Crossman (Auckland, 1961) studied composition with Ross Edwards, David Blake and Jack Speirs. His qualifications include a Doctor of Creative Arts from Wollongong University, Master of Philosophy from York University and Master of Music (Distinction) from Otago University. He holds the position of Associate Professor and Coordinator of Composition in the School of Humanities and Communication Arts at Western Sydney University.
His music explores Asian-Pacific influences such as Japanese, Korean, Chinese and Filipino gongs and chant resonances with harmonic colour sonority emphasis in Gentleness-Suddenness (2012), Double Resonances (2008) and Daragang Magayon Cantata (2001). Crossman’s aesthetic is influenced by cross-disciplinary ideas from Chinese esthetics, Japanese aesthetics and architecture, Filipino-Australian poetry and abstract art.
Crossman’s music has been featured throughout the Asia-Pacific region including at the ISCM World Music Days (Sydney), Tongyeong International Music Festival (Korea), Asian Music Week (Japan), Tunugan (Philippines) and Pacific Rim Music Festival (USA). He has won a number of awards including the Queensland Philharmonic’s Corbould Prize and a Finalist Nomination for ‘Vocal or Choral Work of the Year’ at the 2007 Australian Classical Music Awards. Crossman was Mozart Fellow at the Otago University in 1992. Filigree Films have published a DVD of the music-theatre work Gentleness-Suddenness (2014). Wirripang have released several discs of his music including an album of compositions, Double Resonances (2008), and one of piano improvisations with multi-instrumentalist Michael Atherton, Resophonica(2009).

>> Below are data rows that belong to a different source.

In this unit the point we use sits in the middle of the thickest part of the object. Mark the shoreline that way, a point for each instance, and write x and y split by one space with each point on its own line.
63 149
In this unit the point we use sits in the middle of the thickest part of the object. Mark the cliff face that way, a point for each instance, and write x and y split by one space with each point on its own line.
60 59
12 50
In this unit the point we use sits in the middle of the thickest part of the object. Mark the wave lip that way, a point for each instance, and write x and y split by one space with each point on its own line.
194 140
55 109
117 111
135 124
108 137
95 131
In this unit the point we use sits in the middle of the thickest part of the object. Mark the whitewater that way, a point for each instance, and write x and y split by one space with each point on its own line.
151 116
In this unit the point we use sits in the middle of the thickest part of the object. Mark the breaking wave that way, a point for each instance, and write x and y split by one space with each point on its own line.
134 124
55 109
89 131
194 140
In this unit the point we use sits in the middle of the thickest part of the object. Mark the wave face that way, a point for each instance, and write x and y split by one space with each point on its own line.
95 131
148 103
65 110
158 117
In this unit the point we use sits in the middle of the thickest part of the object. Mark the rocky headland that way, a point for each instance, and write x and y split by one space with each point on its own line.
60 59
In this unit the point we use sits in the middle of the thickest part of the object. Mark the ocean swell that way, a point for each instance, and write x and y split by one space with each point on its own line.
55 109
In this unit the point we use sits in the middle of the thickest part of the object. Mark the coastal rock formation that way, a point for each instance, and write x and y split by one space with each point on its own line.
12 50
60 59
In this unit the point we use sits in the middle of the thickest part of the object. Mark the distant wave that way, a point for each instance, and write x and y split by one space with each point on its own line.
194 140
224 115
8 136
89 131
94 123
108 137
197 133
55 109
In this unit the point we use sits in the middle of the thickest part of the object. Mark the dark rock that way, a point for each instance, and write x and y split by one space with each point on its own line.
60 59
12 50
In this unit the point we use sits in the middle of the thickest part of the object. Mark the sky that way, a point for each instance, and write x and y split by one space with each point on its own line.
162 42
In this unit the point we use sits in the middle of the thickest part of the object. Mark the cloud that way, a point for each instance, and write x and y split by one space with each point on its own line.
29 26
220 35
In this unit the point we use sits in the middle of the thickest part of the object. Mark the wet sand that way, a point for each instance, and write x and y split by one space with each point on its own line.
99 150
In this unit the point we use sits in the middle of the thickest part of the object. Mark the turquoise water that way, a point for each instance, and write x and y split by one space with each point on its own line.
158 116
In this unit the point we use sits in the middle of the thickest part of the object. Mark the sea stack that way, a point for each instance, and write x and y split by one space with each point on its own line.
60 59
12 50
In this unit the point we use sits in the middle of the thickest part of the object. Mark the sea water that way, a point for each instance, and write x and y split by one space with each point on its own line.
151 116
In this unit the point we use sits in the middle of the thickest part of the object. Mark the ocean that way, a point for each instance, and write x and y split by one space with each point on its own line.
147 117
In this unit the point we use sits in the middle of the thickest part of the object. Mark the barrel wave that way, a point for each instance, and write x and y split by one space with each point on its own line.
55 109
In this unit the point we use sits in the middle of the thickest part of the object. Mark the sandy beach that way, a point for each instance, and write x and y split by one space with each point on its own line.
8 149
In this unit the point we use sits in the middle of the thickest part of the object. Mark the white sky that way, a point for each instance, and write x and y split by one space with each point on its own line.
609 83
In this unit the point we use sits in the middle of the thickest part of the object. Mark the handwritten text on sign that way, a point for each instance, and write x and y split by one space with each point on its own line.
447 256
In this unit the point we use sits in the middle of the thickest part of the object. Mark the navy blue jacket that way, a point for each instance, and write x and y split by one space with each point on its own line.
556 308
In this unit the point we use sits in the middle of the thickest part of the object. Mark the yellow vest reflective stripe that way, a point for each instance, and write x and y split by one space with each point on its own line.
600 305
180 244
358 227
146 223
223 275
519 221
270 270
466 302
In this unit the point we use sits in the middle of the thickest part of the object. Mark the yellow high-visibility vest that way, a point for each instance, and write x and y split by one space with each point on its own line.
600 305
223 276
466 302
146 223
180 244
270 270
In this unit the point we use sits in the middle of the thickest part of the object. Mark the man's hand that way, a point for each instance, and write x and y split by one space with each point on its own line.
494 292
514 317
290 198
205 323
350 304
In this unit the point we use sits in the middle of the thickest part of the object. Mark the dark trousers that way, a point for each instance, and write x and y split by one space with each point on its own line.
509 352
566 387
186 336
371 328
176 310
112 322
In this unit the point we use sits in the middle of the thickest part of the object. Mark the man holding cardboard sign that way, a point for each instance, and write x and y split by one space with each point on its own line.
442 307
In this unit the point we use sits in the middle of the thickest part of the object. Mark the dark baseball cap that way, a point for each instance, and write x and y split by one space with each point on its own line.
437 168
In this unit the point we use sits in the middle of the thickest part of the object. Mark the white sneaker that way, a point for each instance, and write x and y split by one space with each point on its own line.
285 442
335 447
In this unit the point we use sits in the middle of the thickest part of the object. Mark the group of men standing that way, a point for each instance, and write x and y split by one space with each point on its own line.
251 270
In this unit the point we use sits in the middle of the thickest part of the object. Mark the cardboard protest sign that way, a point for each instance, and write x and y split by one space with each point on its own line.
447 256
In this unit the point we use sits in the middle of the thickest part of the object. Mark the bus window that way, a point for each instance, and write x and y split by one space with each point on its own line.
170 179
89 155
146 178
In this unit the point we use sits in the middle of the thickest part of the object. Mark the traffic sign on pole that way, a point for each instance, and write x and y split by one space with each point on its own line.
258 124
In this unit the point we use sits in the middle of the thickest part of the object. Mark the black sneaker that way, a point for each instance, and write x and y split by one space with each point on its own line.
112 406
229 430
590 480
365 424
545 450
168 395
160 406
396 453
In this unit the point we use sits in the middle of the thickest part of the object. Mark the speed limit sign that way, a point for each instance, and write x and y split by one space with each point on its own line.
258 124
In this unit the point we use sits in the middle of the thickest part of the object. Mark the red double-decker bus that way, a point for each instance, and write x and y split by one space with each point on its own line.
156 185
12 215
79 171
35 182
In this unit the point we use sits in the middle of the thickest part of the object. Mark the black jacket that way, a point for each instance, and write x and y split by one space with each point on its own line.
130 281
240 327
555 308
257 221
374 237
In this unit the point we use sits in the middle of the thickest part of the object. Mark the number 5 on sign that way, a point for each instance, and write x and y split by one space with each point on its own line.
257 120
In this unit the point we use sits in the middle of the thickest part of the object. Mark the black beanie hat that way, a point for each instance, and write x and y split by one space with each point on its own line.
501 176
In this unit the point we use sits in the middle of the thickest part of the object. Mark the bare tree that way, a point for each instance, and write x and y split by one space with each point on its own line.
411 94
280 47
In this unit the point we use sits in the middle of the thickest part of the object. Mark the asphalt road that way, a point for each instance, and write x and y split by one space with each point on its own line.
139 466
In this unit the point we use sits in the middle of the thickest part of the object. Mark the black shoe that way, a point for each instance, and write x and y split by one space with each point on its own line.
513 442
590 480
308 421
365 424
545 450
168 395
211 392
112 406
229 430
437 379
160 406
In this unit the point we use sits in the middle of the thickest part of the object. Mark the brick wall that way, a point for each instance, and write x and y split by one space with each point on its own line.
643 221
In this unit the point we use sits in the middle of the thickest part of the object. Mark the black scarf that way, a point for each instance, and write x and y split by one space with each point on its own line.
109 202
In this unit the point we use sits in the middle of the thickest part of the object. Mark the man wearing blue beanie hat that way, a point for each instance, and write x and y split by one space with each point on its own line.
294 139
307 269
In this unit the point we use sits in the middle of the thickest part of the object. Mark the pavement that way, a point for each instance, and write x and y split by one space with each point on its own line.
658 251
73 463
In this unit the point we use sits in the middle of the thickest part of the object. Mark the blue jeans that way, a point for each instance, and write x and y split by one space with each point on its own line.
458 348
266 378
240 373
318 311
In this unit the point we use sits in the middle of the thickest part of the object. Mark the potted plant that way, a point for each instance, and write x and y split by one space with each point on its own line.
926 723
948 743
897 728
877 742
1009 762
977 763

Recent commissions include Spirit-Presence for jiari-shakuhachi and jinashi-shakuhachi (2012), commissioned for performance at the 2013 European Shakuhachi Festival; Resonance of Red for sitār, tablā and harpsichord (2013), commissioned by Vive’ Vinçent for performance at the interdisciplinary event SLOW; Dying of the Light: Pacific Resonance for Peter for soprano saxophone (2014) by Katia Beaugeais; Emergence From Darkness for harp (2015) by Akira Kobayashi; Emergence From Autumn Darkness to Spring for jiari-shakuhachi and jinashi-shakuhachi (2015), commissioned for performance at the 2016 Japan Federation of Composers concert in Tokyo; and Blooms Late When Spring is Gone... for solo erhu (2016), written in celebration of the birth of the new research centre at Western Sydney University: the Australia-China Institute for Arts and Culture.

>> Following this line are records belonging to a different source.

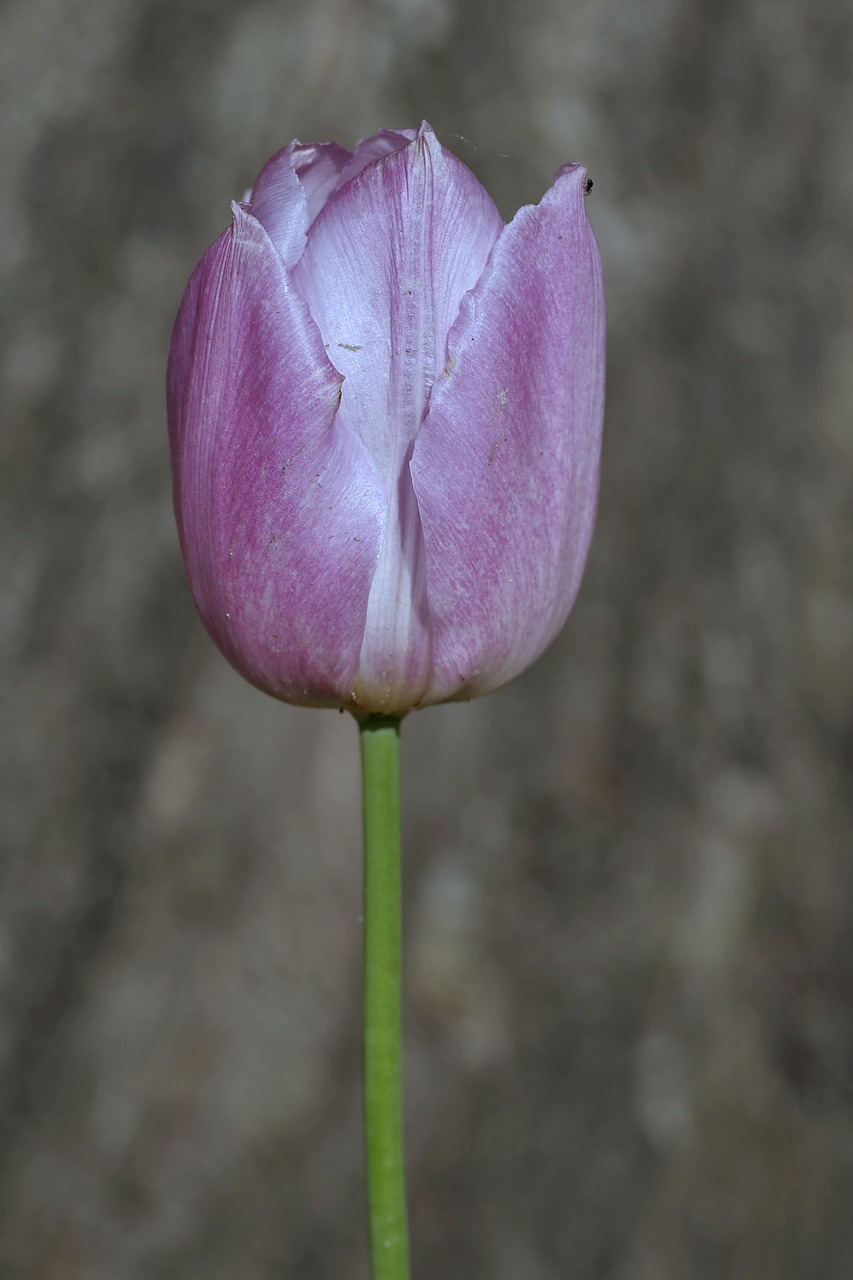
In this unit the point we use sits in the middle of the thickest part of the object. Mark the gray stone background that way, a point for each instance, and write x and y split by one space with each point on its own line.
629 955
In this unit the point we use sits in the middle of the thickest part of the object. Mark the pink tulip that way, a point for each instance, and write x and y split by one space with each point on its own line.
386 412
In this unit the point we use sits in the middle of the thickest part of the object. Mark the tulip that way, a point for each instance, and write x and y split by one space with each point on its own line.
386 412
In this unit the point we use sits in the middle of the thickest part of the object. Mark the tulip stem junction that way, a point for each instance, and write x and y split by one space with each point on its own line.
386 1178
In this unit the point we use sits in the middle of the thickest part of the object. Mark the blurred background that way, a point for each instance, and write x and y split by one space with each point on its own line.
629 906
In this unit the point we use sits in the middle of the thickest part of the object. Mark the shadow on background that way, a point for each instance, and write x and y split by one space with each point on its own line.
629 913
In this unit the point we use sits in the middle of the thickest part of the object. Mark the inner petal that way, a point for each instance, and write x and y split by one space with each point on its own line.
386 266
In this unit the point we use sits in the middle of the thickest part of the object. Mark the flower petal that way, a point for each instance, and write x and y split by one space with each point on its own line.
278 503
292 188
387 264
506 464
374 147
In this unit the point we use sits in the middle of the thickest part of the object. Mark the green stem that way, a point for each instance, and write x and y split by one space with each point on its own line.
382 1000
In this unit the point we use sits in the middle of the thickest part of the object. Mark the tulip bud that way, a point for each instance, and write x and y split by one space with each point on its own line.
384 414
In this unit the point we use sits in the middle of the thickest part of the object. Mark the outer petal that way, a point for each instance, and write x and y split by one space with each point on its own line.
386 266
506 464
292 188
279 507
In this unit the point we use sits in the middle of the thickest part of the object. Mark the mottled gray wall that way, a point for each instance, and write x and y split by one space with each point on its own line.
629 900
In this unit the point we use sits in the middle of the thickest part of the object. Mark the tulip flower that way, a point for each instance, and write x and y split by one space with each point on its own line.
386 412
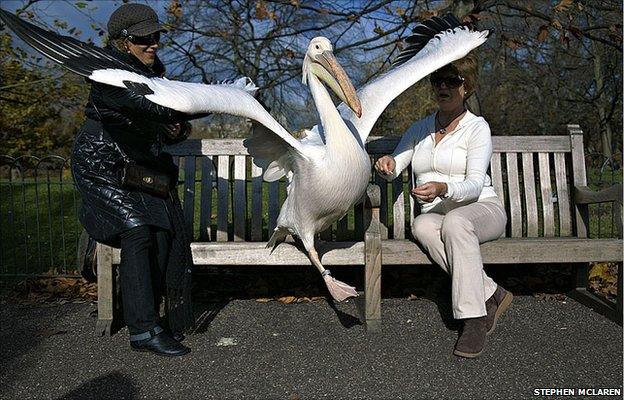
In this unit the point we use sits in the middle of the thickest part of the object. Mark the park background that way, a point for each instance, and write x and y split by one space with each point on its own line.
547 64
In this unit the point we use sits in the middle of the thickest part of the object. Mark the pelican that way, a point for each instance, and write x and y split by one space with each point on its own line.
335 173
324 180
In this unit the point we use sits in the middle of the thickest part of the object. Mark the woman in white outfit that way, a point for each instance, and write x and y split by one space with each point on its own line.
450 151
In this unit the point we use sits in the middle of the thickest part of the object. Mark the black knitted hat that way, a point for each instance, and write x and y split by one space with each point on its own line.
133 19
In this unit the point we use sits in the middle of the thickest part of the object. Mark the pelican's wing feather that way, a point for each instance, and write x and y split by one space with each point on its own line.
79 57
233 98
435 43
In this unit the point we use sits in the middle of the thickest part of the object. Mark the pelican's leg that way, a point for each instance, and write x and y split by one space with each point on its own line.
339 290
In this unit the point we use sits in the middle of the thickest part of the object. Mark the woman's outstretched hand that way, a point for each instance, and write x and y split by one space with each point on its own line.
385 165
429 191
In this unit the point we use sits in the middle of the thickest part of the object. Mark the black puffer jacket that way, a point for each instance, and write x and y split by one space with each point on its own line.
120 121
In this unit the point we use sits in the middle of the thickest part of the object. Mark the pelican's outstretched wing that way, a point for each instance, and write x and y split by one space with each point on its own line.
101 65
79 57
435 43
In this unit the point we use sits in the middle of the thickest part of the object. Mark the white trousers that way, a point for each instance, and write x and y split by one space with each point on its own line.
452 238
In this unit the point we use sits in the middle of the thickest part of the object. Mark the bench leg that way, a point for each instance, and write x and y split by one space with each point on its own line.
372 283
105 276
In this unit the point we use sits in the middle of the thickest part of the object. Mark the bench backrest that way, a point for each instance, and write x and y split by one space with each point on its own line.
225 198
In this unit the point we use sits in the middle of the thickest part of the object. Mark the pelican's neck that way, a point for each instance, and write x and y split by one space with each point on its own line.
338 138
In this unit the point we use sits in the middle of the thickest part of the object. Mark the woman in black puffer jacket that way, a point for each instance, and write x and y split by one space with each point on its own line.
122 126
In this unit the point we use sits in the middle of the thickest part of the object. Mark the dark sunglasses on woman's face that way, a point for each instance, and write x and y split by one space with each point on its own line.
450 81
148 40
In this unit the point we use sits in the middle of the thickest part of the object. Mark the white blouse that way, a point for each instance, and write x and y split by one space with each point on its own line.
460 159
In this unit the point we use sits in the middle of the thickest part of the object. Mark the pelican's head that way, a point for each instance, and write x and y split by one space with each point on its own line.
320 61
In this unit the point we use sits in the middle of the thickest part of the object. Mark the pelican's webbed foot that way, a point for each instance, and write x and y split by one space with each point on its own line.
339 290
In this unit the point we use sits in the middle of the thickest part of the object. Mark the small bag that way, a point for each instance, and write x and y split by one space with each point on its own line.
137 177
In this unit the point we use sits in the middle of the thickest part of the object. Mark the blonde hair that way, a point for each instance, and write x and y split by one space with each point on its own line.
467 68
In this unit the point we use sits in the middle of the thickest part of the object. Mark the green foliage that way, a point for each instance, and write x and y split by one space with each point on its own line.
40 106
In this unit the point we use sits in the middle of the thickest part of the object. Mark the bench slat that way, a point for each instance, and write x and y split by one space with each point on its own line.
375 145
547 205
205 212
239 214
256 202
563 196
516 251
383 208
189 194
530 196
398 208
378 146
515 207
274 206
496 172
358 216
256 253
223 197
406 252
342 228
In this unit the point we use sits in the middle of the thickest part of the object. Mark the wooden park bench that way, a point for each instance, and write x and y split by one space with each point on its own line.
542 180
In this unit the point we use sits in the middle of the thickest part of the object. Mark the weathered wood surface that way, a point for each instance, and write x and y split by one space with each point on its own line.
256 253
205 212
105 276
239 210
372 258
515 207
223 197
517 251
406 252
563 196
581 212
530 197
374 145
548 215
496 170
256 202
189 194
398 208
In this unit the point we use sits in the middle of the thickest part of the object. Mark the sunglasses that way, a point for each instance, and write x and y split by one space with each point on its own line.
450 81
149 40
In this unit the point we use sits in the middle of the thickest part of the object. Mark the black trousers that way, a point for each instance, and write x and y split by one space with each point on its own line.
144 253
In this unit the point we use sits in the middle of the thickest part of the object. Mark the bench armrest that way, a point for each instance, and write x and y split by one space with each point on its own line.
585 195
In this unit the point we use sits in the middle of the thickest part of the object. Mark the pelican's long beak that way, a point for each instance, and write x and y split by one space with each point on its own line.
327 68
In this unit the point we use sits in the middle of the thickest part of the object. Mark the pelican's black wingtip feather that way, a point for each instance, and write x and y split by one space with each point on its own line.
423 32
78 57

I see the spiritual essence in my own work as an expression of a Christian faith whereby composition becomes a deep-felt emotion and spiritual sensibility linking heaven and earth. In this sense I feel a connection to Asian creativity, especially in its valuing of the intrinsic-spiritual dimension of sound and its capacity to engage emotionally, as well as moving across art-forms aesthetically.